The first side of «Qalaq» will be adapted as an audio-visual version with the new member of JIMH, experimental filmmaker Erin Weisberger. The five haunting electroacoustic soundscapes on this side suggest nuanced and carefully arranged aural reflections of Lebanon as a flourishing culture and musical center of the Arab World, and rely on experimental Arabic music, wrapped by manipulated and processed electronic sounds. The eight short pieces on the second side are all named «Qalaq», are more abstract, and follow the contributing musicians’ ideas. These pieces represent the degree to which the layered and complex violence Lebanon and the Levant have reached in the last couple of years. These pieces address the utter failure of the Lebanese sectarian state that drove the economy to a grinding halt, its disastrous handling of the migrant influx from neighboring failed states, the endemic corruption that led to the August 2020 port explosion, as well as the latest chapter of Palestinian erasure and yet another brutally asymmetrical and disproportionate bombing campaign on Gaza. «Qalaq3», with the hypnotic delivery of Moor Mother, and the chaotic «Qalaq9», with the «A» Trio, capture best the longing to beautiful, vibrant Lebanon and Beirut.
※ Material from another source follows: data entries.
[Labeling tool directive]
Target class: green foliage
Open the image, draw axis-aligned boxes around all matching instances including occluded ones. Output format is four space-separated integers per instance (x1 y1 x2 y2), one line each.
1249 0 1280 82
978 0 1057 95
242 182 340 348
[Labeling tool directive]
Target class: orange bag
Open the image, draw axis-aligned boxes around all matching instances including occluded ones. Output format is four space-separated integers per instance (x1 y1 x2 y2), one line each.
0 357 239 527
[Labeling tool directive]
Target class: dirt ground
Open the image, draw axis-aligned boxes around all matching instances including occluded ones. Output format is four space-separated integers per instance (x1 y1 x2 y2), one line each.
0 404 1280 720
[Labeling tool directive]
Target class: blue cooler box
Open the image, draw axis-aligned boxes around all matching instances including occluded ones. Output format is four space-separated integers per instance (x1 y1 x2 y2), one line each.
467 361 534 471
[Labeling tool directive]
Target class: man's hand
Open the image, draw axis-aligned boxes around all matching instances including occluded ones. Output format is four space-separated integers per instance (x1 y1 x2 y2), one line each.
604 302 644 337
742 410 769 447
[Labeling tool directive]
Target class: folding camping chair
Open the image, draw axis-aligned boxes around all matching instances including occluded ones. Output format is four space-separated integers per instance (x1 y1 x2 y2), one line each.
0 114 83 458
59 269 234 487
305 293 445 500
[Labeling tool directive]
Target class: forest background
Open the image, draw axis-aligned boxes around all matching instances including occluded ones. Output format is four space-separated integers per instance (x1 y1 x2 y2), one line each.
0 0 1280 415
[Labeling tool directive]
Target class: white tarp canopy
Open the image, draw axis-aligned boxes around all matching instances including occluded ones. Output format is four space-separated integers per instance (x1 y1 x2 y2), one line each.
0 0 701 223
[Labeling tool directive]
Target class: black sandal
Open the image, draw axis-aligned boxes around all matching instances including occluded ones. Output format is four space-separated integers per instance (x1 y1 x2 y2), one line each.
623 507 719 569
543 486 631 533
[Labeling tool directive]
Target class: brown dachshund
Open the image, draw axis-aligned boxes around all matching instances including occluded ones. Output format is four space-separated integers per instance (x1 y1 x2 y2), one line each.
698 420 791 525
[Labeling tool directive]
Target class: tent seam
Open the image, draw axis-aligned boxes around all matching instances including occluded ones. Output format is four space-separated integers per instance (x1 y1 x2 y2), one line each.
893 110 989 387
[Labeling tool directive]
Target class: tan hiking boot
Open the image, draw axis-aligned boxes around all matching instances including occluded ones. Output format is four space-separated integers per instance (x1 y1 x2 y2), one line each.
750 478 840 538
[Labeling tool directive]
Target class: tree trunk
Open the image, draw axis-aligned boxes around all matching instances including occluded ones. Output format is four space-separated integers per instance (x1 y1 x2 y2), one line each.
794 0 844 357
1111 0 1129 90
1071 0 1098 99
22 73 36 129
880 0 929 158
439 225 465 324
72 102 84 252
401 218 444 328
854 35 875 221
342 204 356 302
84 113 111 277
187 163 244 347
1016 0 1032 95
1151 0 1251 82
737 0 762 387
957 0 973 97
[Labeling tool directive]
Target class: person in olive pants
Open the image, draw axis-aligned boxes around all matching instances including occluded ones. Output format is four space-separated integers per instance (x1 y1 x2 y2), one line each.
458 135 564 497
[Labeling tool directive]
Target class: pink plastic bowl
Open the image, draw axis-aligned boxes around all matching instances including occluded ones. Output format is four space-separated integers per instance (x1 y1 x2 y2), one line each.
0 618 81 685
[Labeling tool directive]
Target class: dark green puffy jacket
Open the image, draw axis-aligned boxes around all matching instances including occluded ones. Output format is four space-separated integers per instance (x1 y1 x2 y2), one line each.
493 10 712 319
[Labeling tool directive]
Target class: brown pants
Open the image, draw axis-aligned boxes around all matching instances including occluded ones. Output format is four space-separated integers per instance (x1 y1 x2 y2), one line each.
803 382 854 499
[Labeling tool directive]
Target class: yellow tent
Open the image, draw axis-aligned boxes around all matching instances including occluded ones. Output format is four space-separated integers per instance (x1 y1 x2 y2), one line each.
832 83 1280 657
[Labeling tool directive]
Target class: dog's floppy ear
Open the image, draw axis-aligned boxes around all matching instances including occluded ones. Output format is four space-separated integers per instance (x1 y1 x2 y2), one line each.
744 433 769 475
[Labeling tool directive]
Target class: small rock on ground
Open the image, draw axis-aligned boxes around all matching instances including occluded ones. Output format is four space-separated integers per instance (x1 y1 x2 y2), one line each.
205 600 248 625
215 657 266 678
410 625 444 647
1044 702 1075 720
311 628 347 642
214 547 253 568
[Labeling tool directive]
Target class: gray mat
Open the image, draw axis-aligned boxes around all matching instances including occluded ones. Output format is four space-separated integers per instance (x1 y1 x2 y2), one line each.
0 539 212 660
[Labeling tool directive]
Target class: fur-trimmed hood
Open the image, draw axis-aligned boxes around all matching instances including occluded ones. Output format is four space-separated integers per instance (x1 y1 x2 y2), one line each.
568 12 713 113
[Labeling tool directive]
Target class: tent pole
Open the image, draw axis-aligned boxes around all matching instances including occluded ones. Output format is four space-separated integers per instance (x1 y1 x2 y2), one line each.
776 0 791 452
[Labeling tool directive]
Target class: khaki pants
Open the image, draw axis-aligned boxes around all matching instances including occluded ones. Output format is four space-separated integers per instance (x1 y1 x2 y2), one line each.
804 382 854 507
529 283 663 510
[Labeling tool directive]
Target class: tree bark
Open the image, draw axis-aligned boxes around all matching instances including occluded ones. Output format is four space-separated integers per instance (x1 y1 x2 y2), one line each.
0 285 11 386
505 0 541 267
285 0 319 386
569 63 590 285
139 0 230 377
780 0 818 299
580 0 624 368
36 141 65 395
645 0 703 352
The two sides of «Qalaq» offer a bold, disturbing yet powerfully immersive statement about the commitment of art, and, hopefully, of us all, for social justice, not only in Lebanon or Palestine but everywhere.
Eyal Hareuveni
Radwan Ghazi Moumneh (elec, sound design, buzuk), Greg Fox; Alexei Perry Cox; Beirut, Lucrecia Dalt; Farida Amadou & Pierre-Guy Blanchard; Alanis Obomsawin & Diana Combo; Roger Tellier Craig; Moor Mother; Rabih Beaini; Oiseau-Tempête; VÍZ [Réka Csiszér]; Tim Hecker; Mayss, Mazen Kerbaj, Sharif Sehnaoui & Raed Yassin.